Author Contributions

Conceptualization, H.L., A.S., M.E. and S.B.; methodology, H.L., A.S. and S.B.; software, J.S.-L.; validation, H.L. and A.P.; formal analysis, P.S.; investigation, H.L., A.P., B.S. and J.S.; resources, M.E.; data curation, P.S.; writing—original draft preparation, H.L.; writing—review and editing, A.S.; visualization, P.S.; supervision, M.E.; project administration, B.S.; funding acquisition, B.S., H.L. and A.S. All authors have read and agreed to the published version of the manuscript.

Funding

This project was supported by funds of the Federal Ministry of Food and Agriculture (BMEL) based on a decision from the Parliament of the Federal Republic of Germany via the Federal Office for Agriculture and Food (BLE) under the innovation support program (grant number: FKZ 2817903715).

Institutional Review Board Statement

The study was conducted according to the guidelines of the Declaration of Helsinki. Any aspect of the work covered in this manuscript that has involved animals has been conducted according to the international and national guidelines for humane animal treatment, in compliance with relevant legislation and with the high ethical standards concerning animal welfare of the IAVE (International Association of Veterinary Editors) Guidelines. All of the animals used were housed according to the German Order on the Protection of Animals and the Keeping of Production Animals prior to slaughter. Sampling procedures were in accordance with the German Animal Welfare Act, the regulations on the welfare of animals used for experiments or for other scientific purposes, and national and international regulations on the welfare of animals at slaughter (Council Regulation [EC] No. 1099/2009, of 24 September 2009, on the protection of animals at the time of killing). Ethical review and approval were waived for this study since the feet of the broilers (samples for the research) were taken after slaughter from dead animals that were primarily rejected for use in the food chain for other reasons. All of the mandatory laboratory health and safety procedures were complied with during the sampling procedures.
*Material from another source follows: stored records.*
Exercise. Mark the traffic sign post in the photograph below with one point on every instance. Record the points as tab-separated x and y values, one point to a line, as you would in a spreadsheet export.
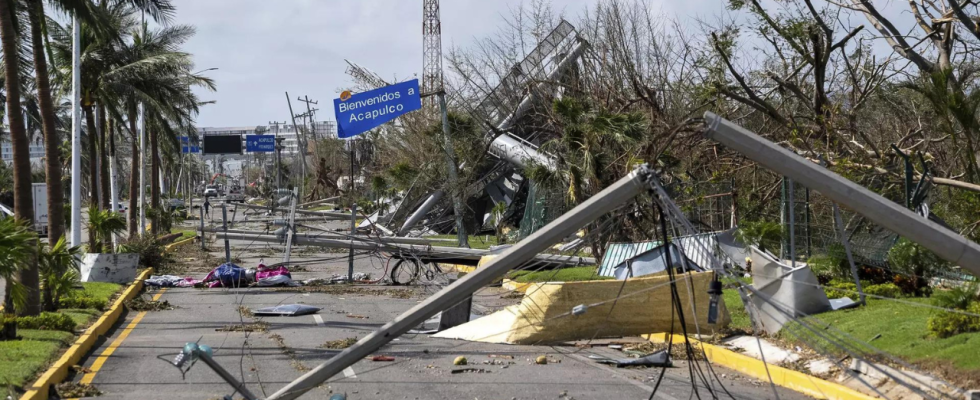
361	112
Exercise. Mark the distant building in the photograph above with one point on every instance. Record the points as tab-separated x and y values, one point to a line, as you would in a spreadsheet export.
36	148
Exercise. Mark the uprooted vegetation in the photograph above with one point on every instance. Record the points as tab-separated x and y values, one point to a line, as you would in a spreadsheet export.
288	352
407	293
73	390
142	304
339	344
257	326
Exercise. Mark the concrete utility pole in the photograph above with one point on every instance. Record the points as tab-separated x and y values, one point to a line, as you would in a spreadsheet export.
605	201
301	140
278	153
311	113
890	215
76	133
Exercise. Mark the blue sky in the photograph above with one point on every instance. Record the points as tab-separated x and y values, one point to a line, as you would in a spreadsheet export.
264	48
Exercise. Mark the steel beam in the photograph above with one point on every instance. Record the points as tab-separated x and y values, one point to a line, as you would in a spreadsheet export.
890	215
609	199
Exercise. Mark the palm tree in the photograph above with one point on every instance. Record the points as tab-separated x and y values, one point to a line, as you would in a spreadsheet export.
23	203
59	270
104	224
56	193
588	143
16	244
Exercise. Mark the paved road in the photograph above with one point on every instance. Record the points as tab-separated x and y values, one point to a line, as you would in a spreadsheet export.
268	360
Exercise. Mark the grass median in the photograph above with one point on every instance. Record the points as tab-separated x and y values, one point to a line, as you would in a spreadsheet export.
902	330
21	361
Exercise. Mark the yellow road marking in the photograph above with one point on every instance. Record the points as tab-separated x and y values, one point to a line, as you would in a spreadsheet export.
100	361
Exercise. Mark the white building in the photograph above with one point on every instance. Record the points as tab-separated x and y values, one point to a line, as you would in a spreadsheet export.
36	148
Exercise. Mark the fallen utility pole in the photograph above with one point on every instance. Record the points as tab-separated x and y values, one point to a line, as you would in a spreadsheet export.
609	199
890	215
324	214
318	202
391	246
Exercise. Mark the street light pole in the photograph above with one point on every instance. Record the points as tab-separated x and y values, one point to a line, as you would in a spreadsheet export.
76	134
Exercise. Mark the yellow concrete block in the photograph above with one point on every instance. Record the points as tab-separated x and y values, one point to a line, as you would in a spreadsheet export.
545	313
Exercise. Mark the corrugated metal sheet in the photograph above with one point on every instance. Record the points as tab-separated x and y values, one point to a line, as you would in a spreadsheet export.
697	248
616	253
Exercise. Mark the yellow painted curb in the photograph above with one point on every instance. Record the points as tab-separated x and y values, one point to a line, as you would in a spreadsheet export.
787	378
59	370
179	243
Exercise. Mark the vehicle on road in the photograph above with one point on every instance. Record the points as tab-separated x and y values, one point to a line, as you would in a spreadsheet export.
235	194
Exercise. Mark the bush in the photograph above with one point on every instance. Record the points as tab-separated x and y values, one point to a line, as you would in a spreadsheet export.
152	252
832	264
83	302
959	297
912	264
837	289
889	290
47	321
946	324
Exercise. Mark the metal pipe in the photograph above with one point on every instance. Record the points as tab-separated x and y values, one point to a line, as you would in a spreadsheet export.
944	242
420	212
142	192
325	214
618	193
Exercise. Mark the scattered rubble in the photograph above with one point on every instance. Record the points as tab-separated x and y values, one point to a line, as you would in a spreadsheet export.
339	344
258	326
142	304
72	390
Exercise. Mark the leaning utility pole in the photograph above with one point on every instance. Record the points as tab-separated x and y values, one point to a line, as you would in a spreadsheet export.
432	84
301	141
278	154
310	114
76	133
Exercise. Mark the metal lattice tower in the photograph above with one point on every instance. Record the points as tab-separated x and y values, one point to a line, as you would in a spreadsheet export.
431	47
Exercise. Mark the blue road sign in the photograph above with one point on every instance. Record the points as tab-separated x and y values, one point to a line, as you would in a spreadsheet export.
260	143
186	146
362	112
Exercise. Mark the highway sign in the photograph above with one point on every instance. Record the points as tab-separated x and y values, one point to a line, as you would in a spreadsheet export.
361	112
187	147
260	143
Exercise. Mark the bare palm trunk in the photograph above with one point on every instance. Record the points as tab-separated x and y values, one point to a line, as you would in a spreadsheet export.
155	176
23	198
103	161
93	163
134	180
52	153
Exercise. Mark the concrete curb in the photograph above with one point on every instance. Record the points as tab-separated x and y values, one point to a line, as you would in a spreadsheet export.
179	243
59	370
515	286
787	378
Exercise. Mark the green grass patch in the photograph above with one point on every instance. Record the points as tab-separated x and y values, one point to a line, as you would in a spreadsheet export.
573	274
740	318
902	328
21	360
98	290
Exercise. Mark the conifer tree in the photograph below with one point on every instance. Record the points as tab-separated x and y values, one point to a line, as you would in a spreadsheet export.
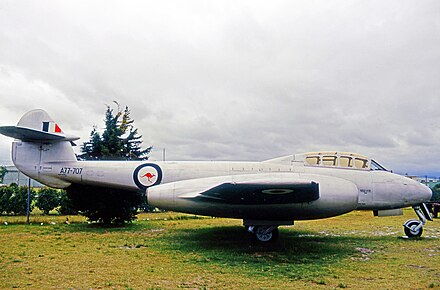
119	141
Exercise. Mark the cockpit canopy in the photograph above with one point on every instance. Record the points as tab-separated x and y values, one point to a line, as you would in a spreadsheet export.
341	160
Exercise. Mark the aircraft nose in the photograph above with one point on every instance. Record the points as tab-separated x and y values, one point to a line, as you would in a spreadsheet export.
425	192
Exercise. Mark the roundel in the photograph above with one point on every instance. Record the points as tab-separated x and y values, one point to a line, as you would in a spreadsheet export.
147	175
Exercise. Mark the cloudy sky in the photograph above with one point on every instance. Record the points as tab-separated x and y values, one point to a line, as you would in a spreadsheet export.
233	80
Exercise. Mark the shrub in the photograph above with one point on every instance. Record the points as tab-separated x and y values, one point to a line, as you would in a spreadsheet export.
48	199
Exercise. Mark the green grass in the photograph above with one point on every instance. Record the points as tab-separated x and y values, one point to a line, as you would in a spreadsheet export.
170	250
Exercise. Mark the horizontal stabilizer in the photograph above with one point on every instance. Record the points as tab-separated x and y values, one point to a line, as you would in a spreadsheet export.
28	134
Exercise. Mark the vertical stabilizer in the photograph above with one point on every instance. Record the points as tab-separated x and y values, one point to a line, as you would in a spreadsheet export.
39	145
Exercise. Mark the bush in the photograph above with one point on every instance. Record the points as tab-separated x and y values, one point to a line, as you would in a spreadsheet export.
48	199
5	195
436	193
13	199
66	206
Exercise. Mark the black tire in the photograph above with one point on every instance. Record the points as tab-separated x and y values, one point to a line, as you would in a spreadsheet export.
266	237
411	233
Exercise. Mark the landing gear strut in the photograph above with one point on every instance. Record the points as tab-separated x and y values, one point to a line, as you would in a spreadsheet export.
414	228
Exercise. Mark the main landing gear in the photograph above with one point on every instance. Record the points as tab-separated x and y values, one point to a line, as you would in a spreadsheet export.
414	228
265	231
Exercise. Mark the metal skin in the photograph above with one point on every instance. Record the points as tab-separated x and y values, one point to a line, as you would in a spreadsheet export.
264	194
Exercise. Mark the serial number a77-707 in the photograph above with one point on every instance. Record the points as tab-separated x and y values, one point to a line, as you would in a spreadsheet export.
70	170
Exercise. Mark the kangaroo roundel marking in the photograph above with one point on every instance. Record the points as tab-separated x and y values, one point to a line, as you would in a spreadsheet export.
147	175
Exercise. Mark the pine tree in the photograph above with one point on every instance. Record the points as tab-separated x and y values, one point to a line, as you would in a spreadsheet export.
119	141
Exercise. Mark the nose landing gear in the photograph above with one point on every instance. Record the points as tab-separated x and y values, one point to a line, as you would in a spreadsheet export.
414	228
264	233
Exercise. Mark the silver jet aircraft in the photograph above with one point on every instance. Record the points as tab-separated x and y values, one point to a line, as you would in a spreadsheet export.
264	194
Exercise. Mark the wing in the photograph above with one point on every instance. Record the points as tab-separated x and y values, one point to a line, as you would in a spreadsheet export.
282	196
261	192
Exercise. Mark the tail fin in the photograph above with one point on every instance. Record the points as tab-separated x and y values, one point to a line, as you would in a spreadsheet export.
39	144
36	126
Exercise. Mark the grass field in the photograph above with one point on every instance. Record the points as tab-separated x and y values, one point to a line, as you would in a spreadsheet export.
170	250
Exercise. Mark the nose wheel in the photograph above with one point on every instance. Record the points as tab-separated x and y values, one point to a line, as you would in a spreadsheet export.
414	228
264	233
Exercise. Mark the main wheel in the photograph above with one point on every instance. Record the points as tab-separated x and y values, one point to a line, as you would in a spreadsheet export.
410	229
265	235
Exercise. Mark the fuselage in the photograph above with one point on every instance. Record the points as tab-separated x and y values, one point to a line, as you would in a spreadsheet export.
375	189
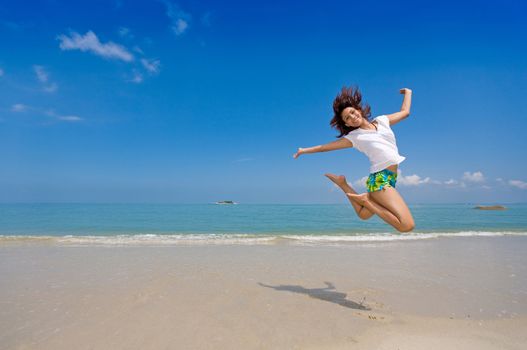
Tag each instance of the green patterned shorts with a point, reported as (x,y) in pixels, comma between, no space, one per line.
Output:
(384,178)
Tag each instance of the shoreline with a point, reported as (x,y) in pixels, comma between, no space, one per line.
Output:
(322,239)
(466,292)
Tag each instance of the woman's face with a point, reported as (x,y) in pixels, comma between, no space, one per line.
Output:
(351,117)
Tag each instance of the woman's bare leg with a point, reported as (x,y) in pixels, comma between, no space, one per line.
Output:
(339,180)
(388,205)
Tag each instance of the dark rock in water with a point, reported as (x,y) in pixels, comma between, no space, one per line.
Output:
(490,207)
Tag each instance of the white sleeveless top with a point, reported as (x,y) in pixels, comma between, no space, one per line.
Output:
(379,145)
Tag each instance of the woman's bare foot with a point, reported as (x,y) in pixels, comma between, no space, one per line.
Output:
(361,199)
(339,180)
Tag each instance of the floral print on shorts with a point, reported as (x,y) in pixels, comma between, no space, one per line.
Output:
(377,181)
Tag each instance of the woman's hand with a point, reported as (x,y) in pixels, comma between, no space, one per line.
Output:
(298,153)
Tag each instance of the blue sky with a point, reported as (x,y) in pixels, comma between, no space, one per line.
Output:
(198,101)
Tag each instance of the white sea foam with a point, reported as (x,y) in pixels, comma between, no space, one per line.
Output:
(244,239)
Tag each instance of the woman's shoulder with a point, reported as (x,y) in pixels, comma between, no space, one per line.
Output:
(381,118)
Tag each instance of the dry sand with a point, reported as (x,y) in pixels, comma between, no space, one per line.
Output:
(445,293)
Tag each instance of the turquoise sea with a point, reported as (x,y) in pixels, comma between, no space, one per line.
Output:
(242,223)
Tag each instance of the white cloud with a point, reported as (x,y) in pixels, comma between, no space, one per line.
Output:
(180,19)
(90,43)
(518,183)
(473,177)
(152,66)
(136,78)
(19,107)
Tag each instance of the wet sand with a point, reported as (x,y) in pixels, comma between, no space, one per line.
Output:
(468,293)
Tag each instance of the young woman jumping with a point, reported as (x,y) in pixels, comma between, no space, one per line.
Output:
(376,139)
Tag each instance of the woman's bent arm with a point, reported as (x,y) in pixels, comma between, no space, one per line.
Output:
(339,144)
(405,108)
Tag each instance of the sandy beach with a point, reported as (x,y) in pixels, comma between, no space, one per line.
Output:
(441,293)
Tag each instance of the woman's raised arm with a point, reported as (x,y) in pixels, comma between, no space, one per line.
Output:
(405,108)
(339,144)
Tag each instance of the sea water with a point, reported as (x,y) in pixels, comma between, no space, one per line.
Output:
(242,223)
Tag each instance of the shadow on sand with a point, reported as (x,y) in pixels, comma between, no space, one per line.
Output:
(327,294)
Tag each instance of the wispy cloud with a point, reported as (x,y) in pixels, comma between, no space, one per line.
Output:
(90,43)
(19,108)
(519,184)
(69,118)
(180,19)
(151,65)
(43,77)
(137,77)
(473,177)
(62,117)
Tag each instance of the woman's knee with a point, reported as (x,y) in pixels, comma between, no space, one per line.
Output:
(406,227)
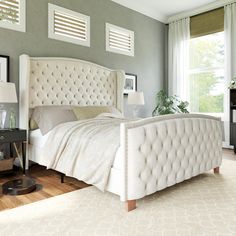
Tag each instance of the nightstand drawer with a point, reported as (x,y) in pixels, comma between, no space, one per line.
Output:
(12,136)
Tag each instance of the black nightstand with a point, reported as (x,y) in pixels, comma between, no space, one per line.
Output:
(13,136)
(24,184)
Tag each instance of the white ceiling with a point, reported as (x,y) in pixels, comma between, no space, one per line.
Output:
(163,9)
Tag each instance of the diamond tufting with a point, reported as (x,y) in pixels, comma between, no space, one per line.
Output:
(83,84)
(166,151)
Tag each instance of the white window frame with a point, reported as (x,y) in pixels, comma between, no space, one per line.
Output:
(110,49)
(22,19)
(51,9)
(197,71)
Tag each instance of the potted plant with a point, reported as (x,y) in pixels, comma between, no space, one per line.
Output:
(169,104)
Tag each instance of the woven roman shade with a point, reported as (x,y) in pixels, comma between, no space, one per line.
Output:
(207,23)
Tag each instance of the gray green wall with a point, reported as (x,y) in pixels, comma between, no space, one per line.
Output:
(150,42)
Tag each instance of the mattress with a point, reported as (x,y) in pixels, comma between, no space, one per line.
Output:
(37,142)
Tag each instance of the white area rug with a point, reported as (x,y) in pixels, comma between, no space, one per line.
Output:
(205,205)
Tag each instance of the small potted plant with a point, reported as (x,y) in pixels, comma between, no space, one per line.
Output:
(169,104)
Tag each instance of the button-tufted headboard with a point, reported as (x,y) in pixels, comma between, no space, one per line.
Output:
(66,81)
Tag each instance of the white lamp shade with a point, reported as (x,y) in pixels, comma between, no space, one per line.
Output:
(136,98)
(8,93)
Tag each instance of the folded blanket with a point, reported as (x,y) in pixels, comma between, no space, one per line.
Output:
(85,149)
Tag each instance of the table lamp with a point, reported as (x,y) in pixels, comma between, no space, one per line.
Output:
(136,99)
(7,95)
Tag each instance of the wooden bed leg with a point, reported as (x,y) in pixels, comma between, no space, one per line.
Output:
(131,205)
(62,178)
(217,170)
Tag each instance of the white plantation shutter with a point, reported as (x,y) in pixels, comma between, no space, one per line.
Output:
(12,14)
(69,26)
(119,40)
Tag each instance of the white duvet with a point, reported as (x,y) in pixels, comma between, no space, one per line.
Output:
(85,149)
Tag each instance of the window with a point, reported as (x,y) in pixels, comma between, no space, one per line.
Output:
(119,40)
(68,26)
(206,75)
(12,14)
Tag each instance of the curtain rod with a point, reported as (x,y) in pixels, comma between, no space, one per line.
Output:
(208,7)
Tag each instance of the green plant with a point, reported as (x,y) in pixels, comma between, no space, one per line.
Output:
(169,104)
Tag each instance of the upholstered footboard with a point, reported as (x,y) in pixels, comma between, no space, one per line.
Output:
(162,151)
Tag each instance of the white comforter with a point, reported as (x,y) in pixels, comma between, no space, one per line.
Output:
(85,149)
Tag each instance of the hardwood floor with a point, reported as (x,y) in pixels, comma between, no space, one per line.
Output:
(48,185)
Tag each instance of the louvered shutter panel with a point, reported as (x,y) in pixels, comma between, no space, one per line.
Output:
(68,25)
(9,11)
(119,40)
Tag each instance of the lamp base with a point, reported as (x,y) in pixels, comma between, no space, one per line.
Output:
(3,114)
(135,112)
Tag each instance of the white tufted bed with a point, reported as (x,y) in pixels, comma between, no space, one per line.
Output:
(154,153)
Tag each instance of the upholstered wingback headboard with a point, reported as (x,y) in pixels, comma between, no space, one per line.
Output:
(66,81)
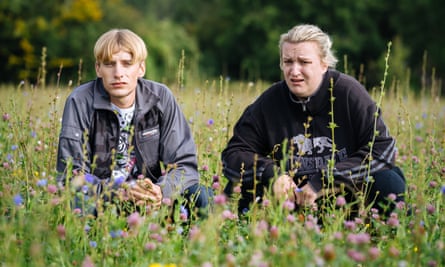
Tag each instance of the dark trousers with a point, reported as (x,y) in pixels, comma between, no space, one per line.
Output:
(385,182)
(196,197)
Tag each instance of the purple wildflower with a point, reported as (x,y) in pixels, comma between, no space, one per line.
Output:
(119,181)
(52,189)
(18,200)
(150,246)
(6,116)
(134,220)
(42,182)
(183,213)
(220,199)
(93,244)
(289,205)
(341,201)
(89,178)
(115,234)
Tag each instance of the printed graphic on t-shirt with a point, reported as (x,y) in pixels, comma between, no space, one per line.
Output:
(314,153)
(125,157)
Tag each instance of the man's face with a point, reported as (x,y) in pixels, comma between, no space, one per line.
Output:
(302,67)
(119,76)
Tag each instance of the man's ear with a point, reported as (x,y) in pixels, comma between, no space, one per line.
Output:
(97,67)
(142,69)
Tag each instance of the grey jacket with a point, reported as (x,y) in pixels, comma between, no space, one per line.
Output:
(90,133)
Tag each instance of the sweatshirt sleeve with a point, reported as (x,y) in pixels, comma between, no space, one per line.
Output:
(245,156)
(374,147)
(71,140)
(376,151)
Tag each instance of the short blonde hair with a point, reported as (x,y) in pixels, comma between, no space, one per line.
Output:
(117,39)
(307,32)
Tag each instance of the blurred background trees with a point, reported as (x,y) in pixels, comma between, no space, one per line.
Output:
(232,38)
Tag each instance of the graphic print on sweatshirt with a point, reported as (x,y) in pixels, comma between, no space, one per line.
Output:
(314,153)
(125,157)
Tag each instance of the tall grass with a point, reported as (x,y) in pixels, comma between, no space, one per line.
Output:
(38,227)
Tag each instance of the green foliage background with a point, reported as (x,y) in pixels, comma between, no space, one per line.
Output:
(236,39)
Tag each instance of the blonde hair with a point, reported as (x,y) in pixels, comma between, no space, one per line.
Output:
(312,33)
(117,39)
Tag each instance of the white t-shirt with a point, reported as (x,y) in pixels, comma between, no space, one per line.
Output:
(125,158)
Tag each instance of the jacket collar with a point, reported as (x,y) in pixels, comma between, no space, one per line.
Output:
(146,97)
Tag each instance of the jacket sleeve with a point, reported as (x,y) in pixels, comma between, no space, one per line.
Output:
(177,149)
(375,146)
(245,157)
(72,150)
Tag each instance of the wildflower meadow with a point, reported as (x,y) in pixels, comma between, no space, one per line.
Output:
(38,227)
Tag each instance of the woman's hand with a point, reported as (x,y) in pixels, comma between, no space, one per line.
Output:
(145,192)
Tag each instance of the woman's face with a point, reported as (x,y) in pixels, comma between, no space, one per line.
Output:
(302,67)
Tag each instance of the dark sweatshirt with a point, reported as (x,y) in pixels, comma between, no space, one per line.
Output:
(271,133)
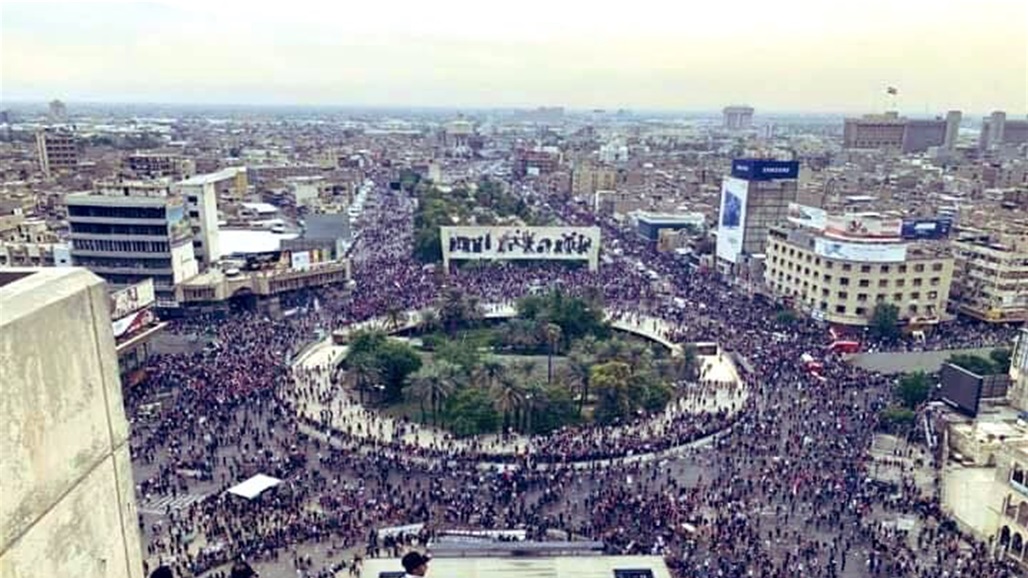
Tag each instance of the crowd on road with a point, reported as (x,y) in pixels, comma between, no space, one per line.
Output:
(780,491)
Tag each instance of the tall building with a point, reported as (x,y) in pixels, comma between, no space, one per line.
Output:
(737,117)
(953,118)
(991,278)
(200,193)
(57,149)
(891,132)
(588,178)
(69,504)
(57,111)
(126,239)
(754,199)
(998,130)
(843,281)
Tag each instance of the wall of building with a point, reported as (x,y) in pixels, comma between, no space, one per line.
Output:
(68,506)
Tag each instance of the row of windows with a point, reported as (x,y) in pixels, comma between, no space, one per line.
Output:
(116,212)
(121,246)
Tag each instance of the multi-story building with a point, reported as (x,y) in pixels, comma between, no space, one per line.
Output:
(891,132)
(991,277)
(589,178)
(1012,539)
(843,281)
(129,239)
(202,193)
(737,117)
(997,130)
(755,197)
(57,150)
(69,500)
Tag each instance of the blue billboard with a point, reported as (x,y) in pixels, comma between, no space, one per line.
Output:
(926,228)
(765,170)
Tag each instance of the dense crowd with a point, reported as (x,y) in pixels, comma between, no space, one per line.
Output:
(779,489)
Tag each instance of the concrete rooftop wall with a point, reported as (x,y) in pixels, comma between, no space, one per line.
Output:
(67,503)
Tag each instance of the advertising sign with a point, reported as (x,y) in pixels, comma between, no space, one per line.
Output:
(178,225)
(869,227)
(926,228)
(132,298)
(860,252)
(300,260)
(558,243)
(807,216)
(765,170)
(732,218)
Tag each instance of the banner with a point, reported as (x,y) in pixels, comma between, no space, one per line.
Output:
(863,226)
(132,298)
(732,218)
(807,216)
(860,252)
(560,243)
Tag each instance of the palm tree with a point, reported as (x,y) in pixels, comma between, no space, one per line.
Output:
(508,397)
(553,334)
(364,371)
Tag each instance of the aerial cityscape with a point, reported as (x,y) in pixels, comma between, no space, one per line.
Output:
(449,290)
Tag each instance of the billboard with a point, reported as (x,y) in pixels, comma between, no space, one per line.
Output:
(558,243)
(132,298)
(960,389)
(765,170)
(300,260)
(860,252)
(732,218)
(179,227)
(807,216)
(868,227)
(926,228)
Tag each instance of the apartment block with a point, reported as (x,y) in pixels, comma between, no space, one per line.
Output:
(991,277)
(842,282)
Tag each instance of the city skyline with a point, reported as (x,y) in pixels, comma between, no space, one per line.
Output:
(787,58)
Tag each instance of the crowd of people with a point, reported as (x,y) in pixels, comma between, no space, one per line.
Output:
(777,489)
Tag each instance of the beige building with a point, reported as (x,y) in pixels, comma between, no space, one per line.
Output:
(991,278)
(57,149)
(1012,539)
(842,282)
(68,504)
(588,178)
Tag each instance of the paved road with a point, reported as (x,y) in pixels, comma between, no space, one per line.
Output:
(902,362)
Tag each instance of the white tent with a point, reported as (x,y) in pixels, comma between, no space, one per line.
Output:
(254,486)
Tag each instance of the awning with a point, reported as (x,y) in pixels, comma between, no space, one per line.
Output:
(254,486)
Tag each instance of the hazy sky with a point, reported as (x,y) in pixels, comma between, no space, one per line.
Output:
(782,55)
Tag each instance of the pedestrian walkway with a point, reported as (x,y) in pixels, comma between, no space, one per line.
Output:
(159,505)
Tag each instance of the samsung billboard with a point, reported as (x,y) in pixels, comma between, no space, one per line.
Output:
(765,170)
(926,228)
(732,218)
(859,252)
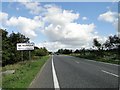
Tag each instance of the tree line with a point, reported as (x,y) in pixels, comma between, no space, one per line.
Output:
(10,55)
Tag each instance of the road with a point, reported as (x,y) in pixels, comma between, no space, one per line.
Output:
(62,71)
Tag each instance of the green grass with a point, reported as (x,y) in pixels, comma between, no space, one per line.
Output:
(25,72)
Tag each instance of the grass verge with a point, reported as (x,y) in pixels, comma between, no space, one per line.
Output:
(101,59)
(25,72)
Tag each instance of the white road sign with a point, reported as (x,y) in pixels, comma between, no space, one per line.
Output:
(25,46)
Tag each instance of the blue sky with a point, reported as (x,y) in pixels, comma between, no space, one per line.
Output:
(90,10)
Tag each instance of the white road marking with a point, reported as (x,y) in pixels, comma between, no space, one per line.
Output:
(110,73)
(55,80)
(103,62)
(77,62)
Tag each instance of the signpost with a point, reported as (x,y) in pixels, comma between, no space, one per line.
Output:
(25,46)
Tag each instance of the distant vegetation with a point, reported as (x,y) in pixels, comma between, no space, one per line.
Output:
(109,51)
(10,55)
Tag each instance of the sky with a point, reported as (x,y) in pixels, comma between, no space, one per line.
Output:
(57,25)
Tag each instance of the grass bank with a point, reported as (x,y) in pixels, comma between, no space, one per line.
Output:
(25,72)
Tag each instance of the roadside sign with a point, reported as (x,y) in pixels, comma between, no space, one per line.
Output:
(25,46)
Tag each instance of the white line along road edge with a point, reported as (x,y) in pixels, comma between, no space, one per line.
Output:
(110,73)
(55,80)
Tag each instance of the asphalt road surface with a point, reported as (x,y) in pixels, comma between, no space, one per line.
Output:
(62,71)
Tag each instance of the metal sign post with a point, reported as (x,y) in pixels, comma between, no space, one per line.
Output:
(22,55)
(29,55)
(25,46)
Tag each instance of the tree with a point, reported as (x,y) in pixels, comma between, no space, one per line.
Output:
(9,53)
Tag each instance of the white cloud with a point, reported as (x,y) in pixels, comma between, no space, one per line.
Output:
(109,16)
(25,25)
(84,18)
(57,16)
(3,17)
(34,7)
(61,28)
(17,9)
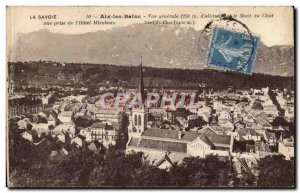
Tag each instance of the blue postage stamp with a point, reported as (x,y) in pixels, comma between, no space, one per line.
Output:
(232,50)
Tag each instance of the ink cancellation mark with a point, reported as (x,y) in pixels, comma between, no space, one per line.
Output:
(232,50)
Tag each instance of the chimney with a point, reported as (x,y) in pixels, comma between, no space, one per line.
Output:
(179,134)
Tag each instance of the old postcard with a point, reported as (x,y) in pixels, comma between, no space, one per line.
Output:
(148,97)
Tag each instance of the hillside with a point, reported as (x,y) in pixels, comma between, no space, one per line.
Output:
(160,46)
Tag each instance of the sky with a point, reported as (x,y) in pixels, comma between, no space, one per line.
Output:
(277,29)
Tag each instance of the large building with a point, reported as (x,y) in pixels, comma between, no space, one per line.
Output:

Informed Consent Statement

Not applicable.

Data Availability Statement

All data generated or analyzed are included in this article.

Acknowledgments

The authors thank Josef Bachmeier for the support and organization of the study. We thank Verena Lietze for the scientific language editing. We thank Stefan and Yeliz Wiesbeck for their valuable and dedicated support during data collection. We acknowledge financial support by Deutsche Forschungsgemeinschaft and Universität Rostock within the funding programme Open Access Publishing.

Conflicts of Interest

The authors declare no conflict of interest. The funders had no role in the design of the study; in the collection, analyses, or interpretation of data; in the writing of the manuscript; or in the decision to publish the results.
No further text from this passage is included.